The multi-stakeholder dialogue was organized by the Department of Environment and Natural Resources - Biodiversity Management Bureau (DENR – BMB) and attended by representatives from national government agencies and their field offices, LGUs, NGOs, academe, indigenous peoples, and the private sector.
DENR Region XI Assistant Regional Director, Atty. Ma. Mercedes Dumagan, said that “…this event is also an opportune time to support national interests and biodiversity conservation priorities that will be beneficial to the economic development of our nation.” DENR-Biodiversity Management Bureau
Assistant Director Armida P. Andres quoted President Duterte’s recent pronouncement in his latest SONA that exhorting “… all concerned agencies and local government units to uphold the concept of inter-generational responsibility in …the protection and preservation of our biodiversity, anchored on the right to a balanced and healthy ecology”, congratulated the regions for their achievements and challenged them to step up in localizing the PBSAP.
Learning from the past
The regions shared their accomplishments and challenges in biodiversity conservation and protection. The Central Mindanao University in Region X reported new sightings of pitcher plant and fern species in Mt. Kitanglad, and the involvement of local communities in the monitoring of the Critical Habitat for Rafflesia schadenbergiana and the Magsaysay Critical Habitat for Hawksbill Turtles. Region XI reported an increase in Philippine eagle sightings in Davao Oriental, and in biomass of small pelagic fish species in the Davao Gulf. The CARAGA Region also reported an increase in the population count of migratory birds and the establishment of two additional Marine Protected Areas (MPA) and MPA Networks in Surigao del Norte.

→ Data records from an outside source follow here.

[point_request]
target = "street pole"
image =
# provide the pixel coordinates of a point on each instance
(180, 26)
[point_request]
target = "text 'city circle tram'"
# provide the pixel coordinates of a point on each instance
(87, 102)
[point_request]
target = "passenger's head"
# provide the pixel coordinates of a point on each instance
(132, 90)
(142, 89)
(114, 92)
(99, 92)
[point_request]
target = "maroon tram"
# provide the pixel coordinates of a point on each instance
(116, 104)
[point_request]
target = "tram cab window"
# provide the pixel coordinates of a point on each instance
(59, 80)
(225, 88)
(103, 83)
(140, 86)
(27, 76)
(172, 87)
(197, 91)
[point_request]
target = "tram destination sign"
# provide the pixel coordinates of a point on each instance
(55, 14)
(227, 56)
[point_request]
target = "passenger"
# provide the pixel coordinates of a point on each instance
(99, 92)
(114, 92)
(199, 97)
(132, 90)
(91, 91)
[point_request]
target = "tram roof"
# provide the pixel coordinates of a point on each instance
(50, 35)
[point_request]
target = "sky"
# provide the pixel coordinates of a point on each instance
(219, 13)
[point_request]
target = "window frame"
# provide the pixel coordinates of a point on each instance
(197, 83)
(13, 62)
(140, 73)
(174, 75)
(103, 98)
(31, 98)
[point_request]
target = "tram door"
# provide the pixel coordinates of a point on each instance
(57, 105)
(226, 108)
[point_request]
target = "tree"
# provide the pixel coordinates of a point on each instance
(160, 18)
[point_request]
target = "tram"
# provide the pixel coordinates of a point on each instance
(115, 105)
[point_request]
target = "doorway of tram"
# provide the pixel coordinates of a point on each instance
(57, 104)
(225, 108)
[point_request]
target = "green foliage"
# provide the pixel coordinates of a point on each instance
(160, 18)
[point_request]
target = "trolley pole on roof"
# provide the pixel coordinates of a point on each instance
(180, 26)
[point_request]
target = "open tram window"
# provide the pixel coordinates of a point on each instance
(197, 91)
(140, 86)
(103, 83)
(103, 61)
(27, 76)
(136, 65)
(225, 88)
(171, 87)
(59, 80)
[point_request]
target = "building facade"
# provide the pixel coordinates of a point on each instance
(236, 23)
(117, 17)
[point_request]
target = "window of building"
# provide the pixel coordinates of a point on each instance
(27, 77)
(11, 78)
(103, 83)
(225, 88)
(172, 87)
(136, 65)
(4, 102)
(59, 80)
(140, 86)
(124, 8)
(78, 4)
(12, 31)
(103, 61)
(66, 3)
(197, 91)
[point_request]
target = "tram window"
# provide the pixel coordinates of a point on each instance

However, the participants also expressed that the lack of baseline data and data consolidation mechanisms made it difficult to assess progress in biodiversity conservation. As such, the issue must be addressed to provide more comprehensive and accurate information for regional and national reporting.
Stronger partnerships with NGOs must also be established and utilized to complement the ongoing efforts of the DENR. Linkages with the academe are also beneficial as these inform science-based decisions, policy formulation, and biodiversity conservation program design. The regions also shared the need for financial and technical assistance, capacity building, and better equipment and facilities for biodiversity monitoring and assessment.
Planning for the future
In response to the challenges that surfaced during data generation for the 6NR, the regions crafted their RBSAPs and identified Communication, education, and public awareness (CEPA) activities as vital in mainstreaming biodiversity in land use and development plans. They also advocated for the strict enforcement of environment laws, establishment of more MPAs, local conservation areas, and critical habitats, to ensure that biodiversity and their ecosystem services are more effectively managed and protected. They noted the need for stakeholders to take ownership over the protection of their environment and natural resources.
In closing, Compostela Valley Provincial Environment and Natural Resources Officer Chamberlain Babiera called for stakeholders to work together to ensure a healthy and vibrant biodiversity as “at stake is our next generation’s very existence in this world which essentially depends on the health and quality of our biodiversity.”